Wednesday, May 28, 2008

Meat in Space

There is no reason why Americans have to endure vegetarian courses just because their grandparents were not as affluent as we are today. Desert should be meat. The English who are envied across the world for their lively cuisine eat meat pies: Shepard’s pie, pork pie, steak and kidney pie, whatever you can find dead in the woods pie. Forget ice cream. Meat cream. Jell-O? Hello. Jiggly consume. Hot blood sundaes. Kids want something cold? Jam a stick into a frozen hamburger patty and viola a meatsicle. Coconut shrimp is desert. I don’t care how low cut her neckline is. Barbecue anything and its desert. That sauce is 80% sugar and 100% corn syrup along with some stuff you really don’t need. Sounds like desert to me. Don’t eat the apple eat the worm. He’s the winner. Just boil him in maple syrup and whatever fat that isn't attached to you. There’s more lard in a doughnut than a suckling pig so that’s covered. Cops know how to eat. If we can put meat on the Moon we can break the stranglehold that fruit and a couple of foreign beans have on our most precious confections.

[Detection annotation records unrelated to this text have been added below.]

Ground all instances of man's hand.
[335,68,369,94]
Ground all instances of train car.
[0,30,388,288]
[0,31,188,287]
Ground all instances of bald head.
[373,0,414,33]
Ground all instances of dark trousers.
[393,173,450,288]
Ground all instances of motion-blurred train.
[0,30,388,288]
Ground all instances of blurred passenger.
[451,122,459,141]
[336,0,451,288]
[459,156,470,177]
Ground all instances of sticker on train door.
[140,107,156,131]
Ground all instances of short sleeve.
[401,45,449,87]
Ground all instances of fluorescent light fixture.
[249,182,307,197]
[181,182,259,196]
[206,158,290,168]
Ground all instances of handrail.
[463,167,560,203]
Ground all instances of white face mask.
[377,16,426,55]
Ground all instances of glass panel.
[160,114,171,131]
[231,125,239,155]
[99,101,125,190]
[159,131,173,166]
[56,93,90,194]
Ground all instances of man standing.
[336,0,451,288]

“Cherries jubilee and Bananas Foster are po’ folk fare,” explains Horst Schwinehund, pastry chef of The Fountain of Meat in Chicago. “No dessert should be served that isn’t built around pork.” Horst went on to describe a drive he took with his family through the Illinois countryside.
“Mile after mile we drove past animals just hanging out on fields or in pens. It’s a scandal. How do you explain that to your children when you’re sending them to bed with only ice cream and cake in their bellies after they’ve slaved over Nintendo for hours? Those anibums should be covered in chocolate and sitting on multicolored paper plates.”

“We certainly have enough meat available to us in this country,” said Wilbert Boetog, Professor Emeritus of Butchery at the University of Meat in St. Louis, “there is no reason why our children should be exposed to vegetables until they are at least old enough to vote.”

“Just look what’s happening in Tibet right now,” he added, “those vegetarian Buddhists are getting their heads crushed in thinking they can kick out the carnivores. Never happen. They’re going to get eaten up.”

“Zoos are the worst offenders. City zoos should be a lunch counter in the park where you can get a zebra sandwich or monkey dog,” says Felicia Grott of the Meat and Drug Administration, “The happy animals in children’s books and cartoons are sending out the wrong message to our young: that animals are our friends and we should be like them and hang out all day bothering each other and acting like we’re on ecstasy. This in no way prepares children for the man eat dog world they’re going to have to compete in.”

“I think we’ve been missing out on a whole host of desert animals that are around us everyday. We could breed gerbils and guinea pigs just as fast as kids could eat them. Isn’t that better than wasting their little lives running on wheel cages all day? Just look at their eyes. They’re saying please eat me now I’m bored to death and I hate kids.”

“It’s different with dogs and cats. We get to neuter them and a lot of them have jobs. But I don’t see why we need starlings and bluebirds flapping around when we have ipods. It’ll take months of advertising on the kid’s channels but they’ll be screaming for Honey Beaks if we just do the right thing.”